I had similar thoughts when I read this week's Observer Magazine cover story about the factors which can lead to the radicalisation of Muslim men in the UK. It was an article that was as depressing as it was (oddly) reassuring, because it showed again that this is a situation as old as time itself. But it did highlight in no uncertain terms that people cannot be radicalised if they feel they belong to and are needed by the wider society in which they live. They won't want to kill their neighbours and colleagues and fellow citizens if they feel they are at one with them. And if they currently don't feel such kinship, then surely that too represents at least a partial failure on the part of everybody.

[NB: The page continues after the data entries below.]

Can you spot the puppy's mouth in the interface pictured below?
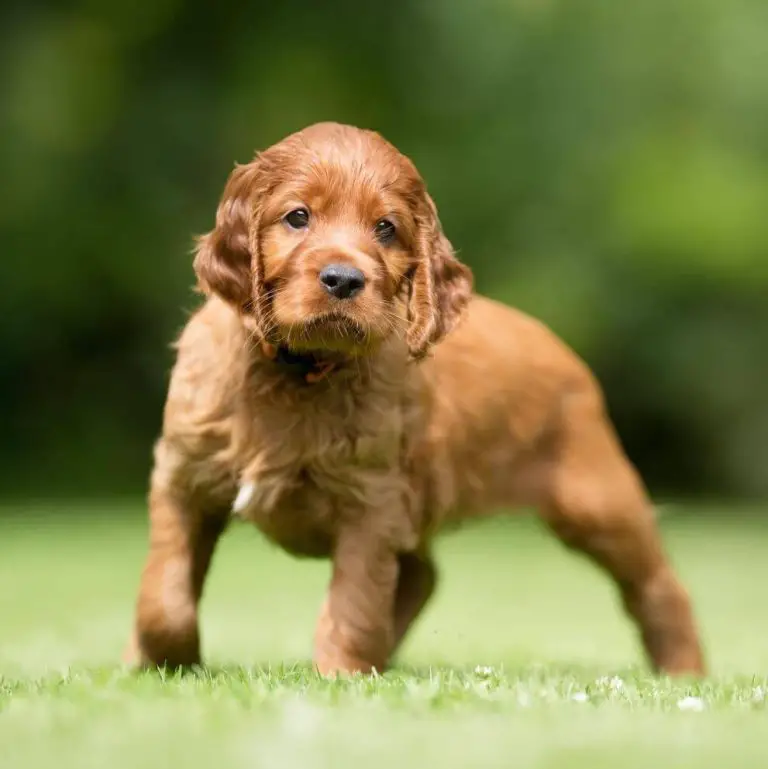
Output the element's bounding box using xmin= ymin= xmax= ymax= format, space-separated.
xmin=286 ymin=312 xmax=371 ymax=354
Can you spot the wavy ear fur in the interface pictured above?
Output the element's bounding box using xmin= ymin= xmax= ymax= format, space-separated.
xmin=406 ymin=192 xmax=473 ymax=360
xmin=194 ymin=161 xmax=266 ymax=327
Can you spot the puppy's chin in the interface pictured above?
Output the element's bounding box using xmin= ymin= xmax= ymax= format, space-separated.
xmin=278 ymin=313 xmax=382 ymax=358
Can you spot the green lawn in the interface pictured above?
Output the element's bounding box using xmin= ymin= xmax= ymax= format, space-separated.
xmin=0 ymin=504 xmax=768 ymax=769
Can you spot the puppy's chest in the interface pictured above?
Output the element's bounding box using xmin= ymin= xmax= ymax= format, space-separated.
xmin=233 ymin=400 xmax=402 ymax=557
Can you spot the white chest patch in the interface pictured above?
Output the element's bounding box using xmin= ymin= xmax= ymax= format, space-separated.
xmin=232 ymin=481 xmax=256 ymax=515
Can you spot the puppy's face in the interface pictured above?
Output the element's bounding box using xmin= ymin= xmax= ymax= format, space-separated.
xmin=195 ymin=123 xmax=471 ymax=357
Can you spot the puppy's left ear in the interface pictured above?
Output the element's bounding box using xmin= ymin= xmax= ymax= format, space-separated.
xmin=406 ymin=191 xmax=473 ymax=360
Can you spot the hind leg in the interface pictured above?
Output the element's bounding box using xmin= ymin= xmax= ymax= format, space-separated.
xmin=541 ymin=395 xmax=704 ymax=674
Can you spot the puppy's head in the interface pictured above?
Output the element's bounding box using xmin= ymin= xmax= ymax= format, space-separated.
xmin=195 ymin=123 xmax=472 ymax=358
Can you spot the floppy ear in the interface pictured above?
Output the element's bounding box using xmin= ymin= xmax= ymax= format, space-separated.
xmin=194 ymin=160 xmax=266 ymax=330
xmin=406 ymin=192 xmax=472 ymax=359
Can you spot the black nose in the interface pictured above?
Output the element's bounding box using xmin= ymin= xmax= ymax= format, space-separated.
xmin=319 ymin=264 xmax=365 ymax=299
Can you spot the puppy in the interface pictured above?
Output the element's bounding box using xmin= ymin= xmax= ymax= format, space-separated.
xmin=129 ymin=118 xmax=703 ymax=674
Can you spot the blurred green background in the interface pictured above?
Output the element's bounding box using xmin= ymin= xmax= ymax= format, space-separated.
xmin=0 ymin=0 xmax=768 ymax=498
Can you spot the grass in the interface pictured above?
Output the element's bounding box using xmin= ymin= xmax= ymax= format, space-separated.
xmin=0 ymin=504 xmax=768 ymax=769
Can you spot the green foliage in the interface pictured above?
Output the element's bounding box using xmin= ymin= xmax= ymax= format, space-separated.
xmin=0 ymin=0 xmax=768 ymax=494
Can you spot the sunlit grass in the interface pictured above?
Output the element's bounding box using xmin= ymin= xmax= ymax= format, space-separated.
xmin=0 ymin=505 xmax=768 ymax=769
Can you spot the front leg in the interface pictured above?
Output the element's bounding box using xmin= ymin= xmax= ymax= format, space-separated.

Maybe next week a breeze will drive this defeatist odour away. Or maybe all this is just in my head. I've spent the last few days re-reading what I'd hoped would turn out to be several chapters of my novel, chapters which represent months of effort... chapters which are a failure of the most abject, most heart-crushing kind. Slaving away night after night for weeks on end to produce something that makes you question whether you've been wrong all along about what you thought was your raison d'etre would probably be enough to make most people think a foul smell is lingering around every corner, seeping into your room through the gap under your door, with no intention of ever leaving.